Studentenproteste in Rheinland-Pfalz:
Lehrbetrieb in Trier und Landau lahm gelegt
Trier/Landau (dpa) - Aus Protest gegen die schlechten Arbeitsbedingungen an den Hochschulen sind Studenten in Trier und Landau am Dienstag einen dreitägigen Vorlesungsboykott gestartet. Weder an der Mosel noch in der Pfalz fand ein regulärer Unterricht statt, der Zutritt zu den Gebäuden wurde von Demonstranten erheblich erschwert. In Trier waren die Eingänge mit Tischen und Schränken verbarrikadiert. Statt Seminare besuchten die Studenten alternative Veranstaltungen, in denen über Vorschläge zur Verbesserung der geplanten Novelle zum Hochschulrahmengesetz diskutiert wurden. Mehr als 1.000 Studenten beteiligten sich nach Angaben der Sprecher der beiden Universitäten an den Aktionen.
"Wir hätten nie mit einer solch großen Unterstützung der Studenten gerechnet", sagte Lars Rosentreter, Öffentlichkeitsreferent des Allgemeinen Studierenden Ausschusses (AStA) in Landau. Rund 85 Studierende nahmen an einem Fackelzug teil, an dessen Ende ein "Streikfeuer" in einer kleinen Schale angezündet wurde. Fast 100 Teilnehmer zählte nach Angaben Rosentreters ein Alternativ-Seminar eines Politologen in einem Linienbus zum Thema "Studentenproteste von 1968 bis 1997". Den Bus hatte hatte die Verkehrsbetrieb zur Verfügung gestellt. Zudem gab es sogenannte Spaßaktionen: Unter dem Motto "Bock auf Bildung" veranstalteten die Studenten ein Bockspringen durch die Stadt.

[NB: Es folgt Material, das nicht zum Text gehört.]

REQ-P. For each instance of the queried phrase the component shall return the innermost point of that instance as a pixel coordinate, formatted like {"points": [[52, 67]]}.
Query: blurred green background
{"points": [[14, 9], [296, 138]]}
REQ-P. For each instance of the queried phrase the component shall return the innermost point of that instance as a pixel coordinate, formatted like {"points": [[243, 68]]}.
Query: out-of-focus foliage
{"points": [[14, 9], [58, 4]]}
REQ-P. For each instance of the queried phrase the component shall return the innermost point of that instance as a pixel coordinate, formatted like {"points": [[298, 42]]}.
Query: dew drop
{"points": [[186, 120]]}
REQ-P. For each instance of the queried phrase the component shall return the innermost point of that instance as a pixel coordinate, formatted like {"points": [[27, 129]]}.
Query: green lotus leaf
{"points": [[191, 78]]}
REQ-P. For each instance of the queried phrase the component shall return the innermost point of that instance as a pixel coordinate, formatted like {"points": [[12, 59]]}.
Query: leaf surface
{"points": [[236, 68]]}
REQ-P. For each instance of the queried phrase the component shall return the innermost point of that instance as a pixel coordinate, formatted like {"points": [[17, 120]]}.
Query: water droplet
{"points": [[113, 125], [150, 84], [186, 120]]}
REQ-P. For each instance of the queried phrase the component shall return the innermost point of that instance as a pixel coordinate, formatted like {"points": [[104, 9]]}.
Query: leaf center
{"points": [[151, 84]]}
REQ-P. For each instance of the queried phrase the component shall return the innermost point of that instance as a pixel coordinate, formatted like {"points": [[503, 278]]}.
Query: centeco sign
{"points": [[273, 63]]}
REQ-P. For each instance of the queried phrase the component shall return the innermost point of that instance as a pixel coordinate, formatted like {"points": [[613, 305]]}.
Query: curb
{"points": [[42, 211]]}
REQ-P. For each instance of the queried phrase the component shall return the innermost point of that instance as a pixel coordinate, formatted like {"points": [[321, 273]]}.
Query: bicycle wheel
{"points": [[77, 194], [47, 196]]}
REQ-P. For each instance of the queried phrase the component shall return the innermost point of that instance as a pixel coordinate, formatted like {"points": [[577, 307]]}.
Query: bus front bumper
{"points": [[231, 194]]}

Für Mittwoch war eine Demonstration geplant.
Überfüllte Hörsäle und fehlende Bücher
Die Studenten protestierten gegen die Kürzungspolitik der Länder und das neue Hochschulgesetz, sagte Betty Dettendorfer, Sprecherin des Streik-Aktionskreises in Trier. Die Studienbedingungen hätten sich in den vergangenen Jahren deutlich verschlechtert: Überfüllte Hörsäle und fehlende Bücher seien bereits üblich geworden. Nach Ansicht von Universitätspräsident Rainer Hettich ist auch künftig keine Besserung in Sicht: "Im Gegenteil, das schleichende Abschmelzen von Geldern wird sich in den nächsten Jahren noch beschleungen", sagte er. In Trier sind rund 12.000, in Landau etwa 4.600 Studenten eingeschrieben.
Angst der Studierenden um das Studium selbst
Nach Einschätzung des rheinland-pfälzischen Wissenschaftsministers Jürgen Zöllner spiegeln die Proteste die Angst der Studierenden um das Studium selbst wieder. "Sie habe Angst, daß sie ihr Studium nicht mehr finanzieren können", sagte Zöllner im Südwestfunk. Die schlechte BaföG-Situation werde daran deutlich, daß noch vor wenigen Jahren knapp die Hälfte aller Studierenden gefördert worden sei, heute nur noch 15 Prozent. Der Minister stimmte den Studenten zu, daß Studiengebühren oder ein verschärfter Numerus Clausus nicht geeignet seien, die gegenwärtigen Probleme zu lösen. Die Studenten fordern ein Verbot zur Einführung von Studiengebühren im Hochschulrahmengesetz.
Weitere Vollversammlungen
Nach Landau und Trier wollen sich jetzt weitere Hochschulen in Rheinland-Pfalz den bundesweiten Protesten gegen die anhaltende Finanzmisere der Universitäten anschließen. An der Fachhochschule Koblenz mit rund 3.000 Studenten wird von Montag an gestreikt. In Mainz haben die Fachschaften am Mittwoch und Donnerstag zu Vollversammlungen aufgerufen, in denen über einen Boykott entschieden werden soll. Der AStA der Koblenzer und Saarbrücker Universitäten hat die Studenten für Mittwoch zur Abstimmung über einen Streik aufgerufen.